Ciaran recognises that the infrastructure and critical mass to handle major deals isn’t hard to find in law firms, but what it boils down to is not just possessing the necessary legal and technical expertise, but chemistry – and this is true whether it’s choosing external counsel, or considering expanding the legal team in future.

“One of the things that First Quantum does really well is assign small groups of resourceful people to a deal, and management will entrust those people to achieve a goal quickly. They are given quite a large amount of autonomy to do that. So the key for me is the individual. Is this person someone the people running the deal can work with, and will they help or hinder First Quantum doing deals in the manner that has helped First Quantum achieve what it has to date?”

So what advice would he give someone considering an in-house move?

“I think it’s very important for a lawyer who is thinking about making the move in-house to a role like this is to be very honest with yourself about what your strengths and weaknesses are. If you can be honest in that analysis you will be able to decide whether you are suited to this type of role, and more importantly, whether you will enjoy it,” He says. “Because as much as it’s slightly nerve-wracking, particularly at the outset, if you can embrace it, it’s quite liberating.”

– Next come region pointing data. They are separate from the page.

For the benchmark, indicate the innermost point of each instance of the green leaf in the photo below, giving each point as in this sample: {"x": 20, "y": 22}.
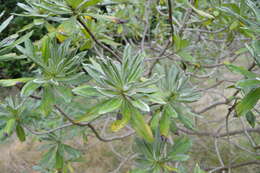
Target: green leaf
{"x": 198, "y": 170}
{"x": 180, "y": 157}
{"x": 141, "y": 105}
{"x": 201, "y": 13}
{"x": 20, "y": 133}
{"x": 101, "y": 108}
{"x": 49, "y": 158}
{"x": 48, "y": 100}
{"x": 138, "y": 123}
{"x": 170, "y": 111}
{"x": 9, "y": 127}
{"x": 248, "y": 102}
{"x": 165, "y": 123}
{"x": 155, "y": 120}
{"x": 251, "y": 119}
{"x": 5, "y": 23}
{"x": 65, "y": 93}
{"x": 29, "y": 88}
{"x": 241, "y": 70}
{"x": 186, "y": 121}
{"x": 86, "y": 91}
{"x": 12, "y": 82}
{"x": 59, "y": 160}
{"x": 121, "y": 123}
{"x": 248, "y": 83}
{"x": 11, "y": 56}
{"x": 181, "y": 146}
{"x": 88, "y": 3}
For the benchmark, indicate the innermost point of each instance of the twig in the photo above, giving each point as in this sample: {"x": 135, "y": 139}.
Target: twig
{"x": 253, "y": 162}
{"x": 231, "y": 133}
{"x": 79, "y": 19}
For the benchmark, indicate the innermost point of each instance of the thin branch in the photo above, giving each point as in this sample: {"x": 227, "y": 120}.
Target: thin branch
{"x": 216, "y": 135}
{"x": 170, "y": 17}
{"x": 253, "y": 162}
{"x": 49, "y": 131}
{"x": 79, "y": 19}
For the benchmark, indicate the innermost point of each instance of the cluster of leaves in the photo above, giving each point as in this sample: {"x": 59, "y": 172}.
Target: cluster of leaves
{"x": 67, "y": 80}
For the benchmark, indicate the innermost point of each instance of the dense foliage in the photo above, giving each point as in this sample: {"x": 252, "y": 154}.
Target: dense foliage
{"x": 139, "y": 65}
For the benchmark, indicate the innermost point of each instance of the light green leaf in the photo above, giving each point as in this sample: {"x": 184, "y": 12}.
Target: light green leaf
{"x": 12, "y": 82}
{"x": 101, "y": 108}
{"x": 138, "y": 123}
{"x": 248, "y": 102}
{"x": 241, "y": 70}
{"x": 20, "y": 133}
{"x": 180, "y": 157}
{"x": 248, "y": 83}
{"x": 29, "y": 88}
{"x": 181, "y": 146}
{"x": 202, "y": 13}
{"x": 86, "y": 91}
{"x": 198, "y": 170}
{"x": 141, "y": 105}
{"x": 5, "y": 23}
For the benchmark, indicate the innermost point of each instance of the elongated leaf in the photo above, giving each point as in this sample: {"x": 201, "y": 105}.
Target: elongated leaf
{"x": 101, "y": 108}
{"x": 241, "y": 70}
{"x": 198, "y": 170}
{"x": 248, "y": 102}
{"x": 29, "y": 88}
{"x": 139, "y": 124}
{"x": 12, "y": 82}
{"x": 251, "y": 119}
{"x": 141, "y": 105}
{"x": 5, "y": 23}
{"x": 48, "y": 99}
{"x": 65, "y": 93}
{"x": 9, "y": 127}
{"x": 248, "y": 83}
{"x": 181, "y": 146}
{"x": 121, "y": 123}
{"x": 180, "y": 157}
{"x": 202, "y": 13}
{"x": 165, "y": 124}
{"x": 20, "y": 133}
{"x": 86, "y": 91}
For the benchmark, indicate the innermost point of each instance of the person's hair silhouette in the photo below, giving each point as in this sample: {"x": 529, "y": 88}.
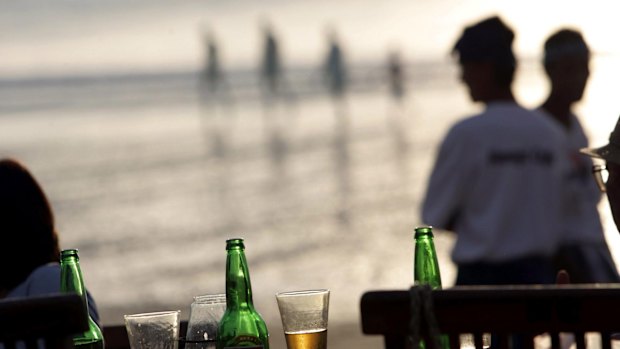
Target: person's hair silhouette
{"x": 27, "y": 233}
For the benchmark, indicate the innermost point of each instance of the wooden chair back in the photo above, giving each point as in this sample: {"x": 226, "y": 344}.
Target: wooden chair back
{"x": 504, "y": 311}
{"x": 51, "y": 320}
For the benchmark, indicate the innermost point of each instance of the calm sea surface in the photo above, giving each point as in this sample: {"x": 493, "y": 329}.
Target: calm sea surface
{"x": 148, "y": 179}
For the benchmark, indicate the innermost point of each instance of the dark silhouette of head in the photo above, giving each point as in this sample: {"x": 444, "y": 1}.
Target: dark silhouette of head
{"x": 487, "y": 60}
{"x": 566, "y": 62}
{"x": 27, "y": 234}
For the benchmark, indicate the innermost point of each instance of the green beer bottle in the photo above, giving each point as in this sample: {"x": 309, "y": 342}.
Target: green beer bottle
{"x": 241, "y": 325}
{"x": 71, "y": 281}
{"x": 425, "y": 264}
{"x": 426, "y": 268}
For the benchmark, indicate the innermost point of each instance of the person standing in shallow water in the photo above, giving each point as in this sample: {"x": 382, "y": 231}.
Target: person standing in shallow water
{"x": 497, "y": 177}
{"x": 583, "y": 251}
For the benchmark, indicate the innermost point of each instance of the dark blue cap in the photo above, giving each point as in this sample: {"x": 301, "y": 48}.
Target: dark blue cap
{"x": 487, "y": 41}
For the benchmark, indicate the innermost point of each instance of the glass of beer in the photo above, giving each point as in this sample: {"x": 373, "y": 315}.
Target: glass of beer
{"x": 304, "y": 318}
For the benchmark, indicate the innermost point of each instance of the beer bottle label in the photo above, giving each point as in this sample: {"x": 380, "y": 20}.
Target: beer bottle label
{"x": 246, "y": 342}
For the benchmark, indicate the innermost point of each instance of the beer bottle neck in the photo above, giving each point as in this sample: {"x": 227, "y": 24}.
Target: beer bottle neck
{"x": 238, "y": 287}
{"x": 426, "y": 266}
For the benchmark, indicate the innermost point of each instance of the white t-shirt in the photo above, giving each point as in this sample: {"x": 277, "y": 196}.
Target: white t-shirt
{"x": 497, "y": 184}
{"x": 581, "y": 220}
{"x": 46, "y": 280}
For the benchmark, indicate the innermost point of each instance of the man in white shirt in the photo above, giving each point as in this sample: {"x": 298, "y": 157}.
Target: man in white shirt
{"x": 583, "y": 251}
{"x": 497, "y": 177}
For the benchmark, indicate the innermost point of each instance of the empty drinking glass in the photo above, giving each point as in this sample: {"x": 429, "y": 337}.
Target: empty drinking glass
{"x": 205, "y": 314}
{"x": 158, "y": 330}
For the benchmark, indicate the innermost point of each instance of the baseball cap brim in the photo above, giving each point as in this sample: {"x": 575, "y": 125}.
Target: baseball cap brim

He believes it’s good to get a taste of in-house life first – and not to judge it too early. “I’d encourage anyone who is thinking about going in-house to do a secondment, more than one if possible, as there are oceans of possibilities in house with companies of very different size and culture. And for the first few months after making the move, don’t make any firm judgements. There can be an ebb and flow to in-house work, so it’s important to see how things even out over the course of a few months or even a year. In particular, there are often less creature comforts than you might have had at law firms, so the initial culture shock can sometimes be demotivating, but those things are usually pretty superficial and you realise pretty soon they don’t move the needle in terms of what you really care about. In my experience, in the end, the pros significantly outweigh the cons.”

What did Ciaran learn from his own experience that he would pass on? “As lawyers, we are understandably trained to focus on the law and documents, so there is a temptation to jump into the more academic stuff in terms of reading into the industry, rules and regulations etc. and I spent a significant amount of time doing that,” he admits. “And that’s all great, you have to do it because you have to have that substantial knowledge to do the job. However, I would say it’s even more important to really build up your understanding of the business and the people. What’s the culture of the business? How do we do operate in different parts of the world? What about the individuals you are dealing with on a daily basis? How do they work and what sort of service do they want from in-house counsel? It important to think a lot about that and it should be an ongoing exercise.”

It’s also crucial to be seen as part of the team getting the deal done, not simply a risk review function at the end. “You need to be a person that they feel they should call or, even better, that they want to call. That doesn’t necessarily flow from them thinking you’re an excellent lawyer – although I’m sure that would help! It flows from being the sort of person they want to have on the team with them, that they think has their back and that they actually enjoy working with. You can’t underestimate that."